Ok, so you can't swim in a tarp either, but I could make a tarp suit and I'd be in business. Though if I wore a tarp suit I wouldn't be able to wear my cool bikini with the silver clinking skulls. I love my skulls. The clinking ones. I don't have any human ones in my basement or anything. I don't have a basement.
Anyway, I believe the Fun Noodle to be the most perfect invention of the 20th century. I think they've been around that long. You put one under your head and one under your knees and you don't even have to MOVE...you float like a feather...like the lyrics of a Radiohead song. It all appealed greatly to my belief that no labor should be done at all on Labor Day. Not even treading water.
But enough about me. I'm going to take a moment to shamelessly plug another blog. The blog of someone who seems to think he deserves more blog love than he's getting. Someone who is slightly jealous of my recent award. So rather than lord it over him, my usual inclination, I'm going to be the giver that I know I am deep down inside and say...this is 'd'. 'D' needs blog love. Please give 'd' some commenty blog love. I think it will ease his blog-related pain.
Thus my good deed for the year has been done. Now it's back to shouting mean things at old people, pouring my tea in the office plants and judging everyone else by their footwear. Hurray!
6 months ago
12 keep(s) me blogging:
WOW! You're selflessly giving your blog entery away to D!! I'm impressed. Normlly people try to hijack blogs, but you're giving them away.
It seems that my login thing's broke :/ for me at least
ummm... wow. to think that just a few days ago you were making plans to kill me, and now you're doing this!

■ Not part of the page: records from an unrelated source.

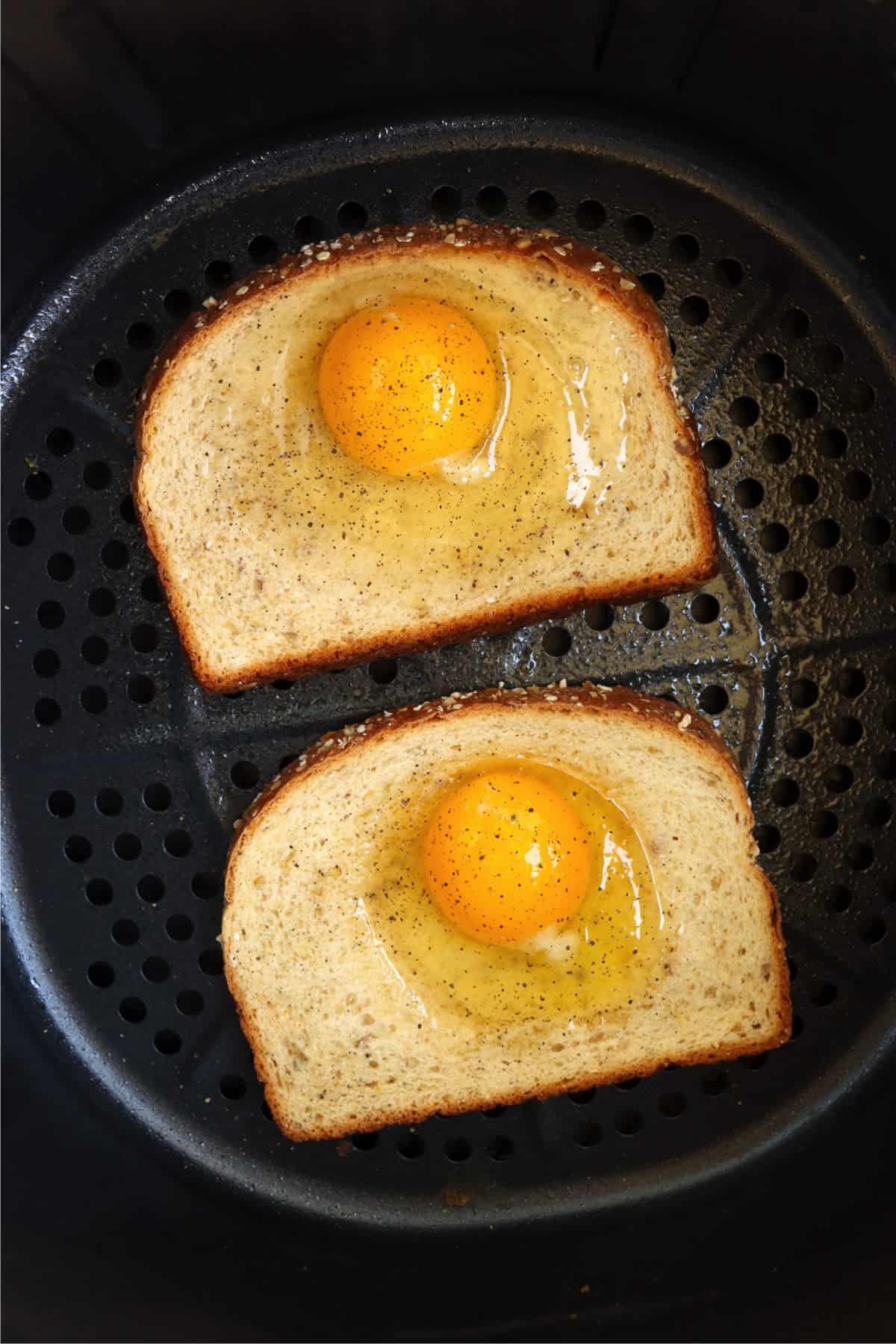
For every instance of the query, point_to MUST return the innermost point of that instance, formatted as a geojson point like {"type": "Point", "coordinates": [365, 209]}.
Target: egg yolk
{"type": "Point", "coordinates": [408, 383]}
{"type": "Point", "coordinates": [504, 856]}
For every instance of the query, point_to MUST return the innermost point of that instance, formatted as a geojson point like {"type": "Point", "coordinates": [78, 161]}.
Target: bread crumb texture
{"type": "Point", "coordinates": [344, 1042]}
{"type": "Point", "coordinates": [281, 554]}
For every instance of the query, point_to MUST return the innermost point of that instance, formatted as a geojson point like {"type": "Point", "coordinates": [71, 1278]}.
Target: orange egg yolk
{"type": "Point", "coordinates": [408, 383]}
{"type": "Point", "coordinates": [504, 856]}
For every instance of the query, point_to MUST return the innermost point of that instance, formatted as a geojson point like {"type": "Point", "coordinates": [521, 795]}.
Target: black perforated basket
{"type": "Point", "coordinates": [124, 780]}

this is better than a blog of the day award. well... not really. but it's pretty fucking good. no. i've changed my mind again. this is better.
you're like totally cool and stuff.
should i send you chocolate? money? a homeless person to do your laundry? two homeless people? one to do your laundry and the other to say nice things about you as people walk past them on the street?

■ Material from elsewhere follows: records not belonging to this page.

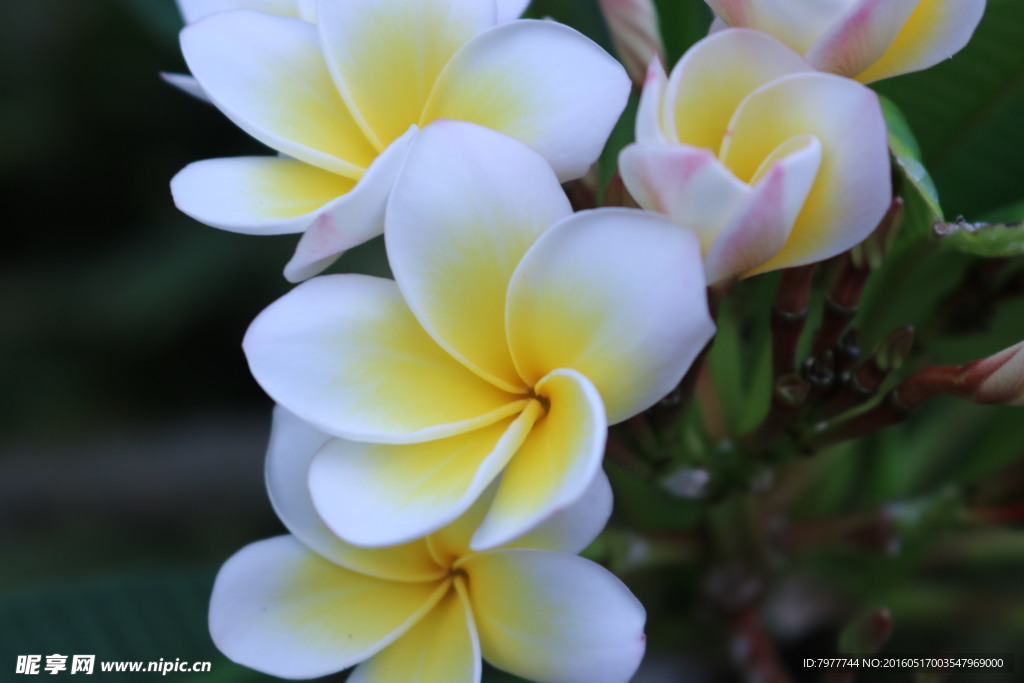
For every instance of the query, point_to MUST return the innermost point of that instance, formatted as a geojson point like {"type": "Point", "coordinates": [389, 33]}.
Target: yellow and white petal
{"type": "Point", "coordinates": [541, 82]}
{"type": "Point", "coordinates": [937, 30]}
{"type": "Point", "coordinates": [860, 37]}
{"type": "Point", "coordinates": [555, 465]}
{"type": "Point", "coordinates": [193, 10]}
{"type": "Point", "coordinates": [688, 184]}
{"type": "Point", "coordinates": [386, 55]}
{"type": "Point", "coordinates": [852, 190]}
{"type": "Point", "coordinates": [796, 23]}
{"type": "Point", "coordinates": [573, 527]}
{"type": "Point", "coordinates": [554, 616]}
{"type": "Point", "coordinates": [280, 608]}
{"type": "Point", "coordinates": [443, 647]}
{"type": "Point", "coordinates": [650, 126]}
{"type": "Point", "coordinates": [267, 74]}
{"type": "Point", "coordinates": [349, 220]}
{"type": "Point", "coordinates": [293, 444]}
{"type": "Point", "coordinates": [345, 353]}
{"type": "Point", "coordinates": [467, 206]}
{"type": "Point", "coordinates": [617, 295]}
{"type": "Point", "coordinates": [715, 76]}
{"type": "Point", "coordinates": [185, 84]}
{"type": "Point", "coordinates": [256, 195]}
{"type": "Point", "coordinates": [510, 9]}
{"type": "Point", "coordinates": [761, 228]}
{"type": "Point", "coordinates": [380, 495]}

btw - shouting mean things at old people is one of my favorite hobbies.
what the fuck is a fun noodle? that sounds like a thai restaurant chain or something.
you should have included a picture. we all know what sun screen looks like. and some of us are well aware that our anglo-saxon heritage, although a distict advantage in most other situations, presents a great disadvantage now that the ozone layer has left us. sheesh.
mostly i just want to bring you down a notch from your recent award high. i say "award shmaward. what have you done for me lately?"
... or maybe it's jealousy. i mean, you're so fucking special, i wish i was special.
niall - like i said...i'm a giver
d - being a giver is all about not asking for anything in return. if you were a giver, you'd know this already
devon - i shall include a picture for those of you who don't know how to use "google".
oh, and Janet Jackson...I'm coming all the way to seattle for your party...remember? so shut it!
awww, don't be sore.
janet jackson?
Hey, has anyone read "The Crow Road", by Iain Banks? He uses the word 'fucking' a lot in it!
And D, why don't you want non-bloggers to post on your blog? That's racist, man!
Uh, I just bought a hat when I was in Portland. Whoops.
I've never tried fun noodle- I think I like noodles that make me fat.
k2 - you're right. i'm not a giver. i'm selfish. but look at me. i'm a fucking cartoon dog. whatt'ya want from me?
niall - i have no idea. but i'll fix it simply because you asked. however, if i get a bunch of spam, i'm blaming you. and if anonymous people leave comments i don't care for, i'm blaming you. and if i don't win the lottery, i'm blaming you. basically, i'm blaming everything i don't like on you if this little experiment goes wrong. you're ok with that, right?
d - what do i want from you??? so many things, where do i begin...well, i can't think of any of them on the spot. but you could always replace your fucking cartoon dog with your own half of your 1985 head. That is, unless you had Robert Smith hair...did you have Robert Smith hair?
i don't have a picture of half of my 1985 head. but i can assure you, i was cute. i think at that point, i was working on a dog the bounty hunter hair style. but i was only 11, so didn't have much say in the matter.
Wait just a minute here. I haven't commented on this blog entry yet and therefore it is not yet a valid, complete entry.
I am also a fan of fun noodles.
Okay, you may now resume blogging...
d - since I don't know what "dog the bounty hunter hair" looks like, you now HAVE to find a picture of half your 1985 head. If you don't... somewhere, a fairy will die.
l - you don't get to validate the completeness of my entries when you take vacation days and don't tell me.